Lisandra Melo

Posted on Aug 13, 2020

Using Probability and Statistics to Predict Sportive Results

#python #statistics #datascience #football

This article is an English translation of my article which was written on Brazilian Portuguese and posted here on my dev.to profile.

Initial Considerations

In this article we will use mathematical concepts like Expected Value and Probability Distribution, if you don’t know much about these concepts, you may still understand everything that’s being done in the article, but if you want to learn more about the content, I indicate the Khan Academy website especially the modules on Probability Distribution and Average - Expected Value, they are short and very explanatory videos about the concepts.

Introduction to the Project

In this project, we will use probability and statistics to predict the results of football matches. For this, we will use Python and its Numpy library, along with concepts of probability and statistics.

We will perform the following process, we will read a file containing all the results of AFC Ajax matches in the Dutch football league (Eredivisie) during the 18/19 season and we will, for each round, predict the score of the next match of the team, this prediction will consist of the Expected Value (EV) of goals scored by the club and the EV of goals conceded.

What Happens If We Guess Random Values?

For future reference, we will look at what would happen if we tried to guess the results of the matches using random values.

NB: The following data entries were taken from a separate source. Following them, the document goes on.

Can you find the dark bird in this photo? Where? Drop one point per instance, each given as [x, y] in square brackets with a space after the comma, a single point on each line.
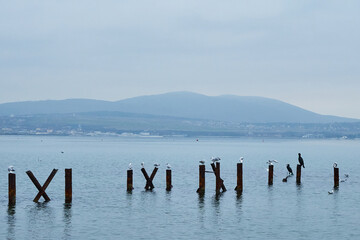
[289, 169]
[301, 161]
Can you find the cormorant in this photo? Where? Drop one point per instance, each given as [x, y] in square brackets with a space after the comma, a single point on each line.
[289, 169]
[301, 161]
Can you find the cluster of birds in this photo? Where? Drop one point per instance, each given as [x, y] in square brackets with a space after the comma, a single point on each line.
[156, 165]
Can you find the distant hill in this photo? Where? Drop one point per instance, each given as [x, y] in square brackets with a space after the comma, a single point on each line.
[184, 105]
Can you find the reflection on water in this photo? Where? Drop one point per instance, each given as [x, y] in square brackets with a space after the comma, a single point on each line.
[11, 223]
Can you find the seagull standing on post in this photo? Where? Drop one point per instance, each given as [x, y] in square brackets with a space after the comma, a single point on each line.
[301, 161]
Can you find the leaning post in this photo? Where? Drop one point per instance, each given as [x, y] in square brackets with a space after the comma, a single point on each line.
[201, 188]
[68, 185]
[239, 185]
[298, 174]
[271, 174]
[336, 177]
[12, 189]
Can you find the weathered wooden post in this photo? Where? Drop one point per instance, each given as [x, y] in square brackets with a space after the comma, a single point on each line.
[168, 180]
[336, 177]
[201, 188]
[12, 189]
[218, 179]
[68, 185]
[129, 180]
[298, 174]
[271, 174]
[239, 185]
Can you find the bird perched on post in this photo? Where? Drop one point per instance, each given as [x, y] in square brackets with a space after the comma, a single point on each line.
[215, 159]
[11, 169]
[301, 161]
[289, 169]
[168, 166]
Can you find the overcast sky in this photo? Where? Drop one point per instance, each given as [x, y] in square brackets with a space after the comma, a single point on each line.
[306, 53]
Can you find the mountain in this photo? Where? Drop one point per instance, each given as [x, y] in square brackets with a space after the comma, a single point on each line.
[183, 105]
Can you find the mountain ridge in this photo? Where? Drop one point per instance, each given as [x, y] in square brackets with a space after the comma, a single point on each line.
[230, 108]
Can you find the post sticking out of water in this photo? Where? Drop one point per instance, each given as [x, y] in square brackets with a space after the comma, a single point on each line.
[271, 174]
[201, 188]
[168, 180]
[239, 185]
[336, 177]
[130, 180]
[298, 174]
[12, 189]
[68, 185]
[218, 179]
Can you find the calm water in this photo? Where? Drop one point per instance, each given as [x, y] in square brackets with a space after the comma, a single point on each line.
[102, 209]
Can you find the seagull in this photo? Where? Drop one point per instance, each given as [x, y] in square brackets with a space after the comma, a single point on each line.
[289, 169]
[215, 159]
[270, 162]
[301, 161]
[11, 169]
[168, 166]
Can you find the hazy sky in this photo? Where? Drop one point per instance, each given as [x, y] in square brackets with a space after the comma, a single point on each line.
[306, 53]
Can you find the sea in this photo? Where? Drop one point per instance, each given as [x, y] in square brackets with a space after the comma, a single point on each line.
[101, 207]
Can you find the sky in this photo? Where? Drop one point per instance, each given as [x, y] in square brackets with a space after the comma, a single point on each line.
[305, 53]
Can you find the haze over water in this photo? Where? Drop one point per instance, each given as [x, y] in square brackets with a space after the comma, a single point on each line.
[102, 209]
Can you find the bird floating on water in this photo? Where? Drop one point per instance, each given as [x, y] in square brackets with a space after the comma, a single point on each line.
[11, 169]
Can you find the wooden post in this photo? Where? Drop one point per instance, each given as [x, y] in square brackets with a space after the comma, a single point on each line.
[129, 180]
[298, 174]
[68, 185]
[239, 186]
[218, 179]
[201, 188]
[336, 177]
[168, 180]
[12, 189]
[271, 174]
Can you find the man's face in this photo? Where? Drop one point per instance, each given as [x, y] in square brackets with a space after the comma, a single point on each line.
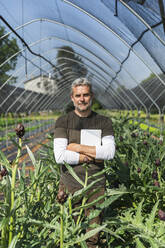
[82, 98]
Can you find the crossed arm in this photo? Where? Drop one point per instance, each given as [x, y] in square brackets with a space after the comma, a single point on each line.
[76, 153]
[86, 153]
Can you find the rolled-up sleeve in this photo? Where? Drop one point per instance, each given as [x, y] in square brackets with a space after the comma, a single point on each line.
[62, 155]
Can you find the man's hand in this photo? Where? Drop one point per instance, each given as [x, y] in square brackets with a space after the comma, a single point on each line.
[73, 147]
[85, 151]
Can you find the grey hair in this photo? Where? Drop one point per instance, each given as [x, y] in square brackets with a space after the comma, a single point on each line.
[81, 81]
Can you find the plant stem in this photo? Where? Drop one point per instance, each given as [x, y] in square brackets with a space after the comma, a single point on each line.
[14, 170]
[62, 227]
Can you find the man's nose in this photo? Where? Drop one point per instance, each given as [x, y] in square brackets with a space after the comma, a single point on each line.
[82, 98]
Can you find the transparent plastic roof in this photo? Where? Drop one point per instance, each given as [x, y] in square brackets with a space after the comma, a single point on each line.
[120, 44]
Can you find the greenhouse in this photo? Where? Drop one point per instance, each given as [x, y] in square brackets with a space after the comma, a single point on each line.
[119, 47]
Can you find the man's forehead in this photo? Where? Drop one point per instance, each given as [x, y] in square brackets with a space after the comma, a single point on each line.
[81, 88]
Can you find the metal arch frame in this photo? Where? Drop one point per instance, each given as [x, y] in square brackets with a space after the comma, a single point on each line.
[22, 93]
[112, 31]
[99, 68]
[142, 20]
[67, 83]
[63, 40]
[92, 41]
[92, 63]
[27, 99]
[52, 21]
[79, 54]
[102, 81]
[108, 74]
[96, 19]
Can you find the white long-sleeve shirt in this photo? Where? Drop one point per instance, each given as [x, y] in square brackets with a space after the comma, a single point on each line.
[105, 151]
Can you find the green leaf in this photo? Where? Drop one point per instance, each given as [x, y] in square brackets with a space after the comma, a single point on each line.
[139, 244]
[139, 217]
[86, 236]
[72, 172]
[83, 244]
[150, 220]
[14, 242]
[162, 156]
[31, 155]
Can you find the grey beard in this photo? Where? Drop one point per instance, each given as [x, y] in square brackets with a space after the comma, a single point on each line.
[83, 110]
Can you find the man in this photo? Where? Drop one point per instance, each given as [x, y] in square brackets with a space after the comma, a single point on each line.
[83, 136]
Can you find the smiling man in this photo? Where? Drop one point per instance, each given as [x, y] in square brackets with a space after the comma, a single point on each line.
[83, 136]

We will consider that Ajax can score from 0 (minimum number of goals scored in a match in our data) to 8 (maximum number recorded by Ajax in a match in our data) goals, that is, a total of 9 possible results, and allow from 0 (registered minimum) to 6 (registered maximum) goals, a total of 7 possibilities. We have that the probability of getting a match score prediction right is to get the right number of goals scored and the right number of goals conceded, so if we choose random values in the determinated interval we will have:

P(goalsScored) = \frac{1}{9} \newline P(goalsAllowed) = \frac{1}{7} \newline P(matchScore) = P(goalsScored) * P(goalsAllowed) = \frac{1}{9}* \frac{1}{7} = \frac{1}{63} = 0,0159

The Dutch league has a total of 34 matches, we will not make predictions for the first round, as we have no previous data to help us calculate a prediction. So, considering that we have 33 matches to try to get at least one right score, we will multiply 33 by the probability of a right match score, which gives us a value of around 0.5238 right score. This means that without mathematical tools, using random values, we are expected to get the right score of less than one match of the 33 analyzed. For the number of goals scored on a match, we have an expected value of 3.6667 (33 * 1/9) right results and for goals conceded 4.7143 (33 * 1/7).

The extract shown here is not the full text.